Invité de France Info, le 7 avril, Jean-Noël Barrot s'est exprimé sur les récentes menaces de Donald Trump envers l’Iran, tout en clarifiant la position de la France dans ce contexte tendu.
Depuis les frappes américano-israéliennes qui ont conduit à la mort de l’ayatollah Ali Khamenei, le climat au Moyen-Orient devient de plus en plus instable.
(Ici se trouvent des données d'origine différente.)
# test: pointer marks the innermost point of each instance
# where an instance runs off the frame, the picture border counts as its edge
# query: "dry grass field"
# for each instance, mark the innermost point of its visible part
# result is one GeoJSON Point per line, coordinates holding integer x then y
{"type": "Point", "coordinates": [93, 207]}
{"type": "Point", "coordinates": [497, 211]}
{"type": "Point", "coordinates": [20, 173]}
Plus d’un mois après le début des hostilités, le détroit d’Ormuz, un axe majeur de transit pour 20 % du pétrole mondial, demeure bloqué.
Le 5 avril, sur son réseau Truth Social, Donald Trump a lancé un avertissement aux leaders iraniens, les incitant à ouvrir le détroit : "Ouvrez ce foutu détroit, bande de fous furieux, ou vous irez en enfer". Lors d'une conférence de presse le lendemain, il a renforcé ses menaces, affirmant que l'Iran pourrait être détruit en une nuit.
Un embrasement régional en perspective
Au micro de France Info, Jean-Noël Barrot a fermement déclaré : "Nous nous opposons à toute frappe sur les infrastructures civiles". Il a averti que de telles actions pourraient déclencher une escalade de la violence, aggravant encore la situation déjà alarmante. "Nous risquons d'assister à un embrasement régional sans fin", a-t-il ajouté.
Alors que le prix des carburants croît, il a souligné l'importance de rouvrir le détroit d’Ormuz. Le ministre a également rappelé le rôle crucial de la France et de l’Europe dans ce conflit, en mettant l'accent sur leur responsabilité de limiter les impacts de cette guerre.
Soutenir les efforts de médiation au Moyen-Orient
Barrot a mentionné que l'Europe a pour vocation de présenter une alternative aux empires dominants. "Nous n'avons pas choisi cette guerre, mais nous devons gérer ses conséquences", a-t-il déclaré, insistant sur le fait que la France s'engage à soutenir les initiatives de médiation au sein des pays du Moyen-Orient.
Il a également appelé à la “libération définitive” de Cécile Kohler et Jacques Paris, deux Français retenus à l'ambassade de France à Téhéran après une longue incarcération. "Ils tiennent le coup dans des conditions très difficiles", a-t-il souligné, témoignant de l'engagement de la France à protéger ses ressortissants.